The stories we tell reflect our world, frame our public debate and delineate the future that we envision. They thereby have a direct influence our collective destiny. That’s why it matters that our most widely shared narratives – films – are made almost exclusively by men.
In the 30 years since I left film school the shift from celluloid to digital and the proliferation of distribution channels have been hailed as radical game-changers, democratising the dream factory. But the dream factory has not been democratised. In the UK today 88% of films are directed by men. Regardless of the talents and aspirations of those individuals, the industry overall remains an exclusive white gentleman’s club reflective of the post-colonial patriarchal culture from which it springs. The picture grows even worse for women film-makers as they get older, a consequence of ongoing, institutionalised sexism and – often – parenthood.

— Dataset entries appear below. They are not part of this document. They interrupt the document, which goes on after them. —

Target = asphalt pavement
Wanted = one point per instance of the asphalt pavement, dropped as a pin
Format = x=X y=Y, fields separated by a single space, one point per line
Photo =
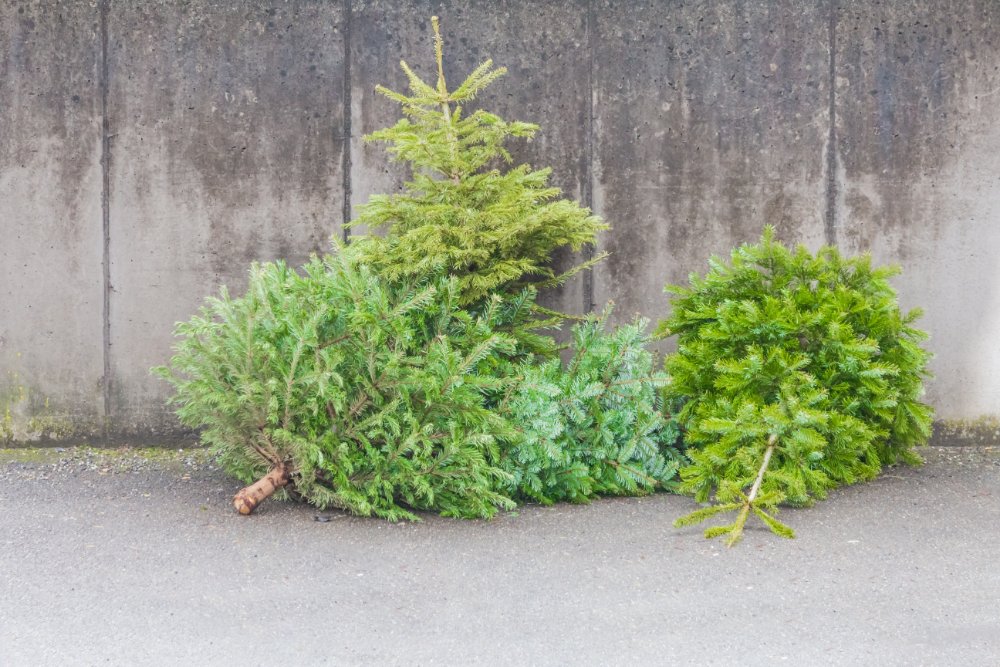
x=136 y=559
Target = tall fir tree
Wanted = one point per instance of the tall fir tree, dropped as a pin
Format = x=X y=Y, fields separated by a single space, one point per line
x=463 y=214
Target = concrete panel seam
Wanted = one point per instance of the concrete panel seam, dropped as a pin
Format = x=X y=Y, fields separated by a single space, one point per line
x=346 y=145
x=587 y=178
x=106 y=210
x=831 y=150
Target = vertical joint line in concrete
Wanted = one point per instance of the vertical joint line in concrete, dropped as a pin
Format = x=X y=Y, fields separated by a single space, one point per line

Like many women I sidelined my career to do the work that women have always done and continue to do across all cultures: giving birth, mothering, caring for other peoples’ children, counselling friends in distress, caring for the sick, caring for the elderly, keeping vigil at deathbeds, becoming part of the web that provides succour, celebration and ritual for others doing the same. I nearly died in childbirth, as so many millions of women have done. I’ve lost 3 young people I dearly loved – one in an accident, one to suicide, one murdered. I looked after my elderly mother for 7 years. I held her hand for nine days and nights as she lay dying and came to understand that death, too, is a kind of labour.

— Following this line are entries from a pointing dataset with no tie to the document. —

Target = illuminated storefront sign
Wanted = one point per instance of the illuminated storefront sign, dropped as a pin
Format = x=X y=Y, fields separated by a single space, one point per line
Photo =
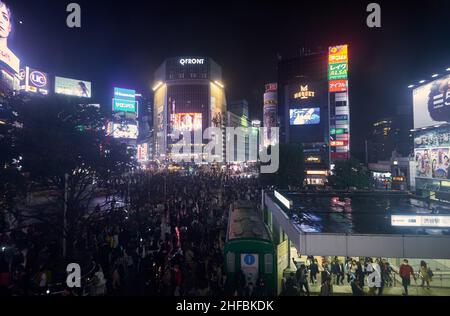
x=192 y=61
x=72 y=87
x=304 y=93
x=317 y=173
x=338 y=131
x=338 y=85
x=339 y=102
x=338 y=71
x=186 y=122
x=124 y=105
x=125 y=94
x=125 y=131
x=32 y=80
x=142 y=152
x=338 y=54
x=420 y=221
x=313 y=159
x=431 y=103
x=124 y=100
x=286 y=202
x=338 y=143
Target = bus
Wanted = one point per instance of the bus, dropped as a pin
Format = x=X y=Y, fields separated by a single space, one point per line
x=248 y=249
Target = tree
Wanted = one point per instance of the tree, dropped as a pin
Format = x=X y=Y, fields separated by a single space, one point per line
x=349 y=173
x=291 y=171
x=11 y=182
x=64 y=149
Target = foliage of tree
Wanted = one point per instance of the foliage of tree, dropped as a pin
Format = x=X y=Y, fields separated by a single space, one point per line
x=349 y=173
x=60 y=139
x=291 y=171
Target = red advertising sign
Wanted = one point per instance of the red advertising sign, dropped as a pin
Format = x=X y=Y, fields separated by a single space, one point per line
x=339 y=155
x=338 y=86
x=339 y=143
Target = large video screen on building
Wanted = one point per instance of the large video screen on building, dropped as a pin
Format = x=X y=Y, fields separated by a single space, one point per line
x=437 y=137
x=72 y=87
x=125 y=131
x=432 y=163
x=124 y=100
x=432 y=103
x=304 y=116
x=186 y=122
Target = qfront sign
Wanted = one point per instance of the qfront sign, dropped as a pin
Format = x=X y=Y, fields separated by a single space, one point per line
x=192 y=61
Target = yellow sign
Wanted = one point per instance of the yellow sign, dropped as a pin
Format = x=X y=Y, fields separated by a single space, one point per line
x=304 y=93
x=338 y=54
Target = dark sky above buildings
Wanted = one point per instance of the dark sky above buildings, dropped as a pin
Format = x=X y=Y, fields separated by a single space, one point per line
x=121 y=43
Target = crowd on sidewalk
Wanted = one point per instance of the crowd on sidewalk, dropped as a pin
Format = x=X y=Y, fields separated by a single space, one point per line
x=365 y=276
x=172 y=245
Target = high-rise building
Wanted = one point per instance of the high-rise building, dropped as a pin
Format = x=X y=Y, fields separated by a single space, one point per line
x=188 y=96
x=237 y=117
x=304 y=112
x=314 y=108
x=270 y=115
x=9 y=62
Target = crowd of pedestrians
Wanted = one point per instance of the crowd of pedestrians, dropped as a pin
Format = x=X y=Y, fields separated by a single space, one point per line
x=170 y=243
x=365 y=276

These and other experiences have made me a wiser person and for that reason they’ve made me a better film-maker. Returning to the fray at 57, these experiences have changed the kind of stories I’m interested in watching and the kind of stories I want to tell. They have also made me understand that – despite the apparent proliferation of media and media channels – women’s voices are in fact more marginalised than they have ever been. The pre-eminence of the movies, which so few have the wherewithal to make, and their reach across the globe have resulted in a cultural dispossesion. Before the advent of film and of widespread literacy, women’s stories were the warp and weft of our social fabric. A subversive antidote to the sermons of priests and masters, they were integral to our children’s education and our popular culture. Dotted with warnings about tyranny and greed, poverty, abandonment and sexual violence, threaded with coded stratagems for survival and rebellion and laced with the bracing optimism of the fairy tale, they were shared wherever women and children gathered. Now, as the cultural historian Marina Warner has written, we are losing stories just as we are losing species of flowers from our hedgerows.
If our world was peaceful, equitable, sustainable then the issue of diversity in the film industry would be one of equal opportunities. But it’s far more urgent than that. Can we afford to exclude the majority of the world’s people from the dream factories when the future being cooked up, in part, in that all-white Gentleman’s club threatens to be such a terrifying and brutal disgrace?